Three responses can be offered to this question. Let me, on grounds of brevity, refer to them as (i) the special status of faith, (ii) the issue of validity, and (iii) ethical codes in modern democracies.

Special status of faith

At the outset we must acknowledge that faith, as religious belief, must have special status in any constitutional order. It constitutes the core of an individual’s sense of self and is the basis of a believer’s conscience.

Belief is a matter of personal choice and no external authority, whether state, cultural community, or religious congregation, can tell an individual what her beliefs should be. To do so is to violate the individual’s freedom of conscience guaranteed by most constitutional systems and human rights covenants. But on matters of faith, an important distinction has to be made.

All ‘matters of conscience’ are ‘matters of faith’, but not all ‘matters of faith’ are ‘matters of conscience’. It is only matters of conscience that are protected by the freedom-granting provisions of the Constitution. Matters of conscience are individual-centric. They have an ethical core that guides the choices that an individual makes.
They endow the world with meaning and give the individual purpose. In contrast, the ‘matters of faith’ which the RSS and the AIMPLB are referring to — while they may look similar to ‘matters of conscience’ — are not so for they are group, not individual, centric. They have a component that is based on evidence, whether this is textual, historical, or empirical. In other words, the belief is contingent on the evidence. For example it would take the following form: ‘we believe X because it is said so in our holy book’.

It is the ‘because of’ component that demands analytical and scientific scrutiny of the matters of faith. Does the holy book actually say so? Did Lord Ram really build the Setu?

Further, when matters of faith have harmful social consequences, they must be subject to scrutiny since the Constitution guarantees the individual protection from harm.

This is the basis of all social reform in our history.

When the AIMPLB says that triple talaq has evolved in the last 1400 years, it has inadvertently conceded that the practice is not cast in stone. Let the court’s intervention be part of that evolution.

The issue of validity


The many advances in linguistics, cultural anthropology, gender studies and, of course, the natural sciences can make the probing of the ‘because of’ component of the belief very exciting. For example, a textual analysis of a holy book using a study of old and new grammar, or the etymology of the word, or its placement in a sentence are all ways of arriving at the meaning of the statement.

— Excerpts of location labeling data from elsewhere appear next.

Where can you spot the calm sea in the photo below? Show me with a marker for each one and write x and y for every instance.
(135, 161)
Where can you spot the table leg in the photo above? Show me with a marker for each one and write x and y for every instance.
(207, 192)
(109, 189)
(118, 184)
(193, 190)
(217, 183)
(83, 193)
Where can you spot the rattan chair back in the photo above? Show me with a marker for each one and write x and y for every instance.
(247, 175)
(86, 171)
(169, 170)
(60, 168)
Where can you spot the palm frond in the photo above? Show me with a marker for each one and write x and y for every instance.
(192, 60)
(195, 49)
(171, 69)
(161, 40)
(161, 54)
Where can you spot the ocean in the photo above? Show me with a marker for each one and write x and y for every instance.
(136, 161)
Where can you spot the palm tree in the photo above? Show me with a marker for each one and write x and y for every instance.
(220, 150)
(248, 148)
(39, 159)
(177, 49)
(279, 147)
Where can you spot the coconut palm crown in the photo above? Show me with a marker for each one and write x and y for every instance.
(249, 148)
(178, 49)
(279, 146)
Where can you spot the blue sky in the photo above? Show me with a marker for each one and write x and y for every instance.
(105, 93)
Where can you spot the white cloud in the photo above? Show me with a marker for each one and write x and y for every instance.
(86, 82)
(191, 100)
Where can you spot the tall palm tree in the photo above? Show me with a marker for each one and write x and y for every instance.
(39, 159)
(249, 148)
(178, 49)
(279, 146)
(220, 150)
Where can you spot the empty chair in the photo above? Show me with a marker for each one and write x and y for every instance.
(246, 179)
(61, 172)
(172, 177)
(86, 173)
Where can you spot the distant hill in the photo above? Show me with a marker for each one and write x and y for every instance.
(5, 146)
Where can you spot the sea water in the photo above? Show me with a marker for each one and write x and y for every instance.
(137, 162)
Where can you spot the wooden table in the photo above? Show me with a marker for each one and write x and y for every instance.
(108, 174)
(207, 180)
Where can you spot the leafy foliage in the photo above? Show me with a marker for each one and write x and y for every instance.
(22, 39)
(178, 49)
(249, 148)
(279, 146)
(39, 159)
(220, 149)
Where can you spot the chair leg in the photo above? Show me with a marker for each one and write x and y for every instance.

Textual analysis has advanced considerably and hence is available to determine the validity of the interpretation being offered by scriptural authority. The many schools of Islamic jurisprudence are testimony to this plurality of interpretations.

To that can be added the modern tools of linguistic analysis, gender studies, human rights jurisprudence, and cultural anthropology. The validity of triple talaq must be subject to textual interpretation. Similarly with the Ram Setu claim. It too must be scrutinised by modern science.

Ethical codes in democracies

The most difficult issue in this debate is how to respond to the situation where, after scrutiny, the matter of faith is found to be valid but considered by many in need of change such that it conforms to the contemporary ethics of human rights.

When the counsel for the AIMPLB says that there is “no question of constitutional morality and equity” in matters of faith, he is building a wall, a fashion these days, behind which the orthodox will police their community. Such a wall must not be built. It has no place in a constitutional democracy.